Traditional email providers don’t help much with data aggregation. Sure, they can track email behaviors and feed their customers reports on open and click-through rates. But they lack connection to other behavioral data and are unable to inform communication with more personal behavioral cues. These ESPs work primarily from imported lists and spreadsheets. We call these “dumb lists,” for obvious reasons. Anything sophisticated requires pulling custom lists with complex queries written by technical experts -; they are made up of API calls, SAS code, and SQL queries.

When marketers are forced to deal with complicated technical jargon and customized code, they are at the mercy of IT. This means acting on behavioral data is challenging for the average marketer using a traditional ESP. Less agility means it takes longer to react to opportunity. Ultimately, it means that sophisticated behavioral targeting is often not done because it’s too difficult.

A Smart Database with Smart Lists

That’s why modern, engaging email marketing needs to be powered with a behavior-smart database at the core. This database serves as the system of record for all prospect and customer interactions within marketing, sales, and transactional systems. The result: a single place from which marketers can build highly targeted campaigns tied to trackable information about each individual contact.

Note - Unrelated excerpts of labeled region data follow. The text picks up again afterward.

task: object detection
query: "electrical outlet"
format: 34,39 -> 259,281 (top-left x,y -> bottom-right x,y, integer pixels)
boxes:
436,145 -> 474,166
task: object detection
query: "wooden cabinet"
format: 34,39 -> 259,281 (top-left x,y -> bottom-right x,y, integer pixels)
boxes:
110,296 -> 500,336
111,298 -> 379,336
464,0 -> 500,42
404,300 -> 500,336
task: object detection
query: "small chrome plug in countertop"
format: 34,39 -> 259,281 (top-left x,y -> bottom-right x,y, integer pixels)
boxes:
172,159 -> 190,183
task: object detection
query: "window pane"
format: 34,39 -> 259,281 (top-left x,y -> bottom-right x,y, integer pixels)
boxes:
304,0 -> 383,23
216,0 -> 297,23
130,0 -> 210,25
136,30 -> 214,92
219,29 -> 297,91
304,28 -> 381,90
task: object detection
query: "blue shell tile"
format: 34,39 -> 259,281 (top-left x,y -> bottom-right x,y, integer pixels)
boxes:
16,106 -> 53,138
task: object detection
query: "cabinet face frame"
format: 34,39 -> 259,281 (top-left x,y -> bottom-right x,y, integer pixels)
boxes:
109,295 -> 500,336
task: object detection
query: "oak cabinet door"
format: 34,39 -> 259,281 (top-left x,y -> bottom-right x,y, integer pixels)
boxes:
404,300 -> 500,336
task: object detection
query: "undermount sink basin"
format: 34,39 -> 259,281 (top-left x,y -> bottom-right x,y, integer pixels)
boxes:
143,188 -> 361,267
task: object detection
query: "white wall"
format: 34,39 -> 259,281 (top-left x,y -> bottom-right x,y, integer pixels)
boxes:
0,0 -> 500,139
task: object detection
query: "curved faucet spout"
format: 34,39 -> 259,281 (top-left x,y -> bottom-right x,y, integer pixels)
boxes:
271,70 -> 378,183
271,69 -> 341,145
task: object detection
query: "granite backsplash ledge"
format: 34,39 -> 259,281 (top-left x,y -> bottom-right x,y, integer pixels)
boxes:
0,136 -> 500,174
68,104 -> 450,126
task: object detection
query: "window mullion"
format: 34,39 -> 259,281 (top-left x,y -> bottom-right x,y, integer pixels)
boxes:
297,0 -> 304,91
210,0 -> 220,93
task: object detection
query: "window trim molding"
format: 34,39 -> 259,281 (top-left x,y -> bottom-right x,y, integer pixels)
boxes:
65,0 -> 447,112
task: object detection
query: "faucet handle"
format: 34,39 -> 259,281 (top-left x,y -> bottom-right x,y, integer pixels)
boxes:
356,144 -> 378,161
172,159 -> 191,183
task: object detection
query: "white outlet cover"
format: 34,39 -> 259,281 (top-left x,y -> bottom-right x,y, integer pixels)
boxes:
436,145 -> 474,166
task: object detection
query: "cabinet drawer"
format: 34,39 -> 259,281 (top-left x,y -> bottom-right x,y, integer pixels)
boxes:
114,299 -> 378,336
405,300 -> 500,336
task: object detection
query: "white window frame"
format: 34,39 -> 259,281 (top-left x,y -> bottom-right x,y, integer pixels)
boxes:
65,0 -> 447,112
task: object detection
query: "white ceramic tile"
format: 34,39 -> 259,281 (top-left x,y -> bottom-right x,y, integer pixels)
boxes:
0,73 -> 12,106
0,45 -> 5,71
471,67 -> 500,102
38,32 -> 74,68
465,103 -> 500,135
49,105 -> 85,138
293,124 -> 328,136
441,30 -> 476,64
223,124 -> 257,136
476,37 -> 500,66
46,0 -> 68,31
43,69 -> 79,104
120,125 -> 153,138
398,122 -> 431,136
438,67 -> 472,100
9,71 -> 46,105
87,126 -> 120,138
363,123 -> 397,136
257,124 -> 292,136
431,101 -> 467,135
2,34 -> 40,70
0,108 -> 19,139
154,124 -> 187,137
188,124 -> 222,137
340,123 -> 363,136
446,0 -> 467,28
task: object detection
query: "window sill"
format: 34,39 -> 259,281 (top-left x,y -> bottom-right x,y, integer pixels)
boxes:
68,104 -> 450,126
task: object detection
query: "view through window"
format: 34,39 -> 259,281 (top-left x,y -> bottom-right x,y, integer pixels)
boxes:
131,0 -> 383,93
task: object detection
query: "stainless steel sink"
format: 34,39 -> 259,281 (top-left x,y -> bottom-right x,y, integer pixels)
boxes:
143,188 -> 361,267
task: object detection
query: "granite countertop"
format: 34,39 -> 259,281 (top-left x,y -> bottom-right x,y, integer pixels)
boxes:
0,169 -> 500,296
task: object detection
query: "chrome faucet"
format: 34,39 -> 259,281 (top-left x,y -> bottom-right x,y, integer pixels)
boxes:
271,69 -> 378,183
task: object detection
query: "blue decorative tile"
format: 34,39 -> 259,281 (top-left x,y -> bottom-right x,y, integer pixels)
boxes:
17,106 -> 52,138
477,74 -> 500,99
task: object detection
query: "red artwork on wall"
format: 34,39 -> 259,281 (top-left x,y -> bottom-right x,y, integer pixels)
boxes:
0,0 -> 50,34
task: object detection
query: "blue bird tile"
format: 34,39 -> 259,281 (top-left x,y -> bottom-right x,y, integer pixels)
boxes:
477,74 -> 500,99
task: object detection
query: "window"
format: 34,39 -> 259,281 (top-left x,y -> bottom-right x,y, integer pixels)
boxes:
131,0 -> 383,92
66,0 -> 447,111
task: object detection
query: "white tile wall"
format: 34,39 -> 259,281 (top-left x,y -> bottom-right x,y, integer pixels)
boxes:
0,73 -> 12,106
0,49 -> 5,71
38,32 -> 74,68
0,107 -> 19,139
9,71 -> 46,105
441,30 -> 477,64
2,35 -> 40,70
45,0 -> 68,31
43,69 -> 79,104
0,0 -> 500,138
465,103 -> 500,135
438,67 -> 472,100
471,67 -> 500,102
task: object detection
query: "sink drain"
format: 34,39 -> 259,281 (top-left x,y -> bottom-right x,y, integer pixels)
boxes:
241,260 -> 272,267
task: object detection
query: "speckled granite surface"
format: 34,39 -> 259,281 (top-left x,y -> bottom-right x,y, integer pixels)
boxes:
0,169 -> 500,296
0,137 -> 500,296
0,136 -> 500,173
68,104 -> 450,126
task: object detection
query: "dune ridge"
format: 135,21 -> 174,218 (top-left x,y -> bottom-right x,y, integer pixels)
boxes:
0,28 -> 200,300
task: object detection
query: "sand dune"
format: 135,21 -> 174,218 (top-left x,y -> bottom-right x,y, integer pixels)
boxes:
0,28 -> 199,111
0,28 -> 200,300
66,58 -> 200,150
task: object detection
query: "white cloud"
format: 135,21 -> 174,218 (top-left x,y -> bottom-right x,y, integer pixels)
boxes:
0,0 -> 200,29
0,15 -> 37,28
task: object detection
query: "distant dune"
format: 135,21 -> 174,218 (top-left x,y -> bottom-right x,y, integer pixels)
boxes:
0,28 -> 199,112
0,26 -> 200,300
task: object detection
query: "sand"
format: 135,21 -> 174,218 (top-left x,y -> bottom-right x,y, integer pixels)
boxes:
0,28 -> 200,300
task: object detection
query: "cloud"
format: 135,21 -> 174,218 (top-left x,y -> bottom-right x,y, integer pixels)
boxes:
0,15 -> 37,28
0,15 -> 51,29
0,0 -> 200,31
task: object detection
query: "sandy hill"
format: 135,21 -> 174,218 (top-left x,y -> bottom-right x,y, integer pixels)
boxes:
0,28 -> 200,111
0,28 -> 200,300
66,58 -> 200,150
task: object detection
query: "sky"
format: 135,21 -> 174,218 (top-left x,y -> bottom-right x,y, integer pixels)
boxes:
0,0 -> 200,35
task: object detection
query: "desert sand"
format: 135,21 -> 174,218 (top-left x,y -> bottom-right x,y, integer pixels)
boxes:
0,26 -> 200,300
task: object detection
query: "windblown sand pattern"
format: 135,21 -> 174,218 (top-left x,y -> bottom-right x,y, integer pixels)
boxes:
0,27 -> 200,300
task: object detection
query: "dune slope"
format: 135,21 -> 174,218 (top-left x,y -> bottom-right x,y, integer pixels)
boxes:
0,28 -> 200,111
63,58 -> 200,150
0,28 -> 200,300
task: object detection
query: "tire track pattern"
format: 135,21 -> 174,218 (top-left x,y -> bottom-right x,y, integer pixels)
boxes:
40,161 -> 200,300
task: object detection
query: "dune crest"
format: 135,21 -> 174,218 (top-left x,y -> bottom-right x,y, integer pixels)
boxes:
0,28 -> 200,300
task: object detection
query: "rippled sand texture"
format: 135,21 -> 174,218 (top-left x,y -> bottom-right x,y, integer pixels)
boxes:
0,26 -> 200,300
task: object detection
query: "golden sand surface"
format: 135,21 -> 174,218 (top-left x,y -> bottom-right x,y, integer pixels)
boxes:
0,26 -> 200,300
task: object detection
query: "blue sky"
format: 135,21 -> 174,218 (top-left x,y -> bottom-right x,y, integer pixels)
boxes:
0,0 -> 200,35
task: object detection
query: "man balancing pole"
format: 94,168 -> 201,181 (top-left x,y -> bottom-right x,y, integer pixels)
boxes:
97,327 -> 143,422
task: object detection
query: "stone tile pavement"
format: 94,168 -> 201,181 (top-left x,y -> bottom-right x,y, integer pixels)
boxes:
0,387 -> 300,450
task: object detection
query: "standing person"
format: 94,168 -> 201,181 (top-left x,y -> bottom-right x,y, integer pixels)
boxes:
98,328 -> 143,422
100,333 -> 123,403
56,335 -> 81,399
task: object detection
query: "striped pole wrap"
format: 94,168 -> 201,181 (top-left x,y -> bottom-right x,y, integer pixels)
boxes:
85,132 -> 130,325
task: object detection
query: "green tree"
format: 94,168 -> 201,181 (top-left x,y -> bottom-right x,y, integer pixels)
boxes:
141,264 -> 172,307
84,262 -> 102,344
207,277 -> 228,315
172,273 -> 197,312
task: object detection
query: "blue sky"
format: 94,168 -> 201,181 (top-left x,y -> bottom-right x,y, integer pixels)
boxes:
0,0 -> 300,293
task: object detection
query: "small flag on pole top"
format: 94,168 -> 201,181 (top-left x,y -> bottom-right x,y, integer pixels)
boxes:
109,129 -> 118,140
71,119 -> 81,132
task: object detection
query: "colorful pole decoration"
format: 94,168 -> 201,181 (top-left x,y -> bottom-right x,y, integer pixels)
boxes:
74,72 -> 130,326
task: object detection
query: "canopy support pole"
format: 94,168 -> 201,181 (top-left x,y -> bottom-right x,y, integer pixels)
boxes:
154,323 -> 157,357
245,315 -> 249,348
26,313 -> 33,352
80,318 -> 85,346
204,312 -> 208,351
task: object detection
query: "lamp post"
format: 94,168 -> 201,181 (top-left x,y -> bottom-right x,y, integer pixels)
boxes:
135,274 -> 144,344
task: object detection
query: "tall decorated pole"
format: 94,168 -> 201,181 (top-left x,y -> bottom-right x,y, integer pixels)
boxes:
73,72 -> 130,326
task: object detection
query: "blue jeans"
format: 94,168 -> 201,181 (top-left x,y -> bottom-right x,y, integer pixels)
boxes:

With a smart database, marketers can easily target their subscribers using demographic AND behavioral filters and triggers, such as:

  • Demographic: name, location, age, registration source, household, preferences, score, custom fields, etc.
  • Email history: sent, opened, clicked, bounced, unsubscribed, etc.
  • Social: shared content, referral, poll answer, etc.
  • Website: visit, clicked link, completed form, referral source, search query, etc.
  • Campaign history: campaign membership, campaign response, campaign success, etc.
  • Custom: purchase history, deposit, withdrawal, cart abandonment, data usage, etc.

“Smart lists” can combine filters to create specific target segments: subscribers aged 18-25 who shared content via social, or customers with balances above a certain amount who visited the loans page twice in the last month. Plus, you can track campaign and response history for a solid record of how segments have performed.

This type of email marketing system makes marketing self-reliant, so that marketers can easily create and manage sophisticated behavioral-targeted campaigns on their own, without having to enlist the help of technical support. That means they spend less time modifying spreadsheets and waiting for IT, and more time building engaging, relevant campaigns.